Amoureux. Je revois le premier baiser. La première nuit. Puis la
seconde. Je revois chaque jour. Les bons comme les mauvais. Je ne suis
plus ici et maintenant. Je suis là-bas et hier. Puis soudain je
me scinde. En deux, puis en dix. Je suis dans mille passés, dans
une infinité de futurs. Je vis tous les possibles. Je suis
père à trente ans. Je suis mort à vingt-huit. J’ai
une maîtresse. Non, elle a un amant. Nous avons un petit
appartement. Un huissier sonne à la porte. Nous nous embrassons.
J’ai une grande maison. Je suis au chômage.
Elle est riche. Nous sommes heureux. Je suis riche. Elle est
mère au foyer. Nous sommes malheureux. Ou l’inverse. Elle me
trompe. Je la quitte. Elle me quitte. Nous nous retrouvons. Elle meurt.
Nous sommes une famille recomposée. Elle meurt en accouchant de
notre premier enfant. Elle se drogue. Nous traversons un parc, vieux et
heureux,
avec nos petits enfants qui courent autour de nous. Je la revois
enceinte d’un autre homme. Je pleure. Je la revois enceinte avec un
autre homme. Sait-il que je suis le père ? Elle est enceinte et
je caresse son ventre. Je suis heureux avec une autre. Je suis triste
et seul. Elle est heureuse seule. Je suis triste avec une autre. Elle
me voit père. Elle est femme d’affaires. Je la revois
mère. Je suis homme d’affaires. Nous n’avons pas d’enfants et
mourons à la guerre.
Nous ne nous connaissons pas. Les possibles s’accélèrent.
L’amour. La tristesse. La joie. L’indifférence. La famille. La
solitude. La mort. La compassion. Le partage. Les regrets. La jalousie.

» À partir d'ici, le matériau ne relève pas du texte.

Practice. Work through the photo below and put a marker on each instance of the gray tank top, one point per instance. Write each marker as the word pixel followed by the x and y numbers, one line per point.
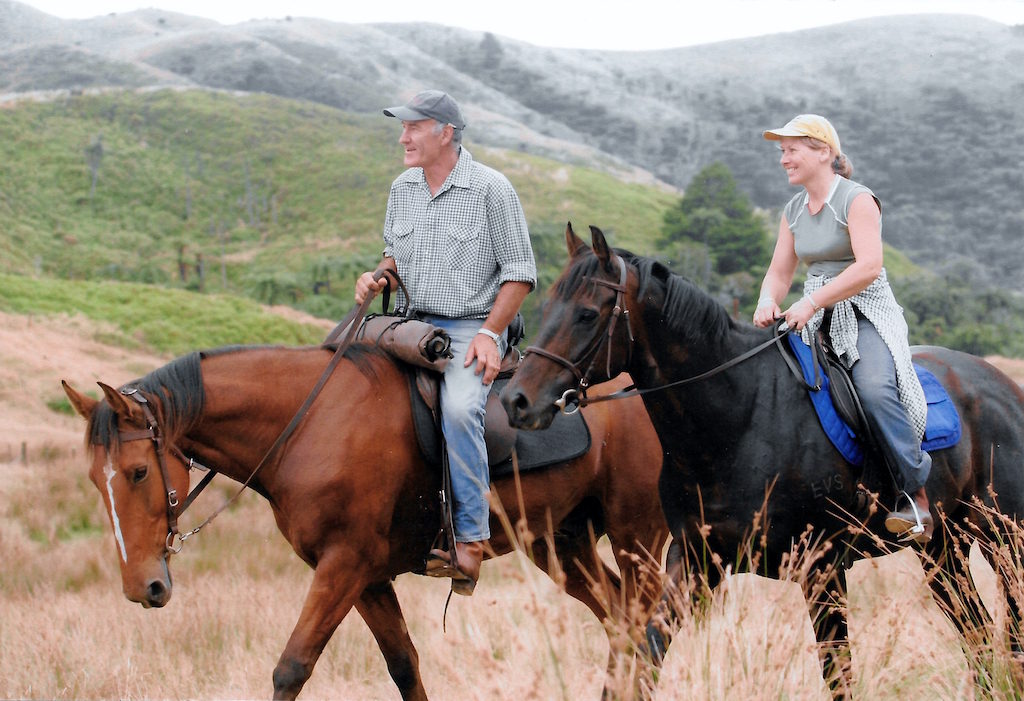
pixel 822 241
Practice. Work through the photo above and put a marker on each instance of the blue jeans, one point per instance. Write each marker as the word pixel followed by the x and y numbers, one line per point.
pixel 464 397
pixel 875 378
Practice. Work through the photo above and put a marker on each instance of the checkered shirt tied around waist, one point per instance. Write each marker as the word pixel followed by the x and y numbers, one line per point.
pixel 879 306
pixel 455 249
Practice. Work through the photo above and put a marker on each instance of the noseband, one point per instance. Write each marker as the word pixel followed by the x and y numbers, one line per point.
pixel 570 400
pixel 153 433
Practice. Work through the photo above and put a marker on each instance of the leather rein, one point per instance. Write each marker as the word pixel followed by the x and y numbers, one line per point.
pixel 576 398
pixel 153 433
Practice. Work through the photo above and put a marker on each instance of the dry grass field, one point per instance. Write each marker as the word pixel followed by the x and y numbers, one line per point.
pixel 67 631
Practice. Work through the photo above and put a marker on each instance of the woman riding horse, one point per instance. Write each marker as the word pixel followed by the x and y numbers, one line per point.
pixel 835 226
pixel 743 450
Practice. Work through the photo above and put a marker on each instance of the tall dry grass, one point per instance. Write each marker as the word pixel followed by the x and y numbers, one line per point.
pixel 67 632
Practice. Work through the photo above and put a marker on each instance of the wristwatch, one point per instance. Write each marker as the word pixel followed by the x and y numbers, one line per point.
pixel 494 337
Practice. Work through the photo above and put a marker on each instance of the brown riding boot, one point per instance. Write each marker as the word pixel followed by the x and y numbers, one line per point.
pixel 913 521
pixel 464 572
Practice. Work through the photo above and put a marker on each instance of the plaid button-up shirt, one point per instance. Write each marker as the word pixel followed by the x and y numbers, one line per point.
pixel 455 249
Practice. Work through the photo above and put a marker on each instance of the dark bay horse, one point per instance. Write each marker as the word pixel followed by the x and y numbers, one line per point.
pixel 352 494
pixel 743 446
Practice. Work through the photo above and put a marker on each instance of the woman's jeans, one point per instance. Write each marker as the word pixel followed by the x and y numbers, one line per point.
pixel 875 378
pixel 463 399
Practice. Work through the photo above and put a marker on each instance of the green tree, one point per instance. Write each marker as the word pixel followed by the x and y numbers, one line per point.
pixel 717 215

La haine. La plénitude. L’amitié. Les illusions. Les
images se superposent. S’annulent. Se complètent. Se
contredisent. Puis cela cesse. Lentement. Délicatement. Les
possibles s’estompent et je reviens. Ici
et maintenant.
Je me lève. Tremblant. Les dernières braises du feu
crépitent doucement. Il pleut.
Je retourne à la cuisine. Fais chauffer l’eau. Choisis un
thé japonais. Vert. Verse l’eau sur les feuilles. Retourne au
salon. Toute la maison résonne du ciel qui s’épanche.Que
se passera-t-il quand il arrêtera de pleuvoir ? Le soleil
reviendra-t-il ? Se lèvera-t-il demain ? Qu’importe.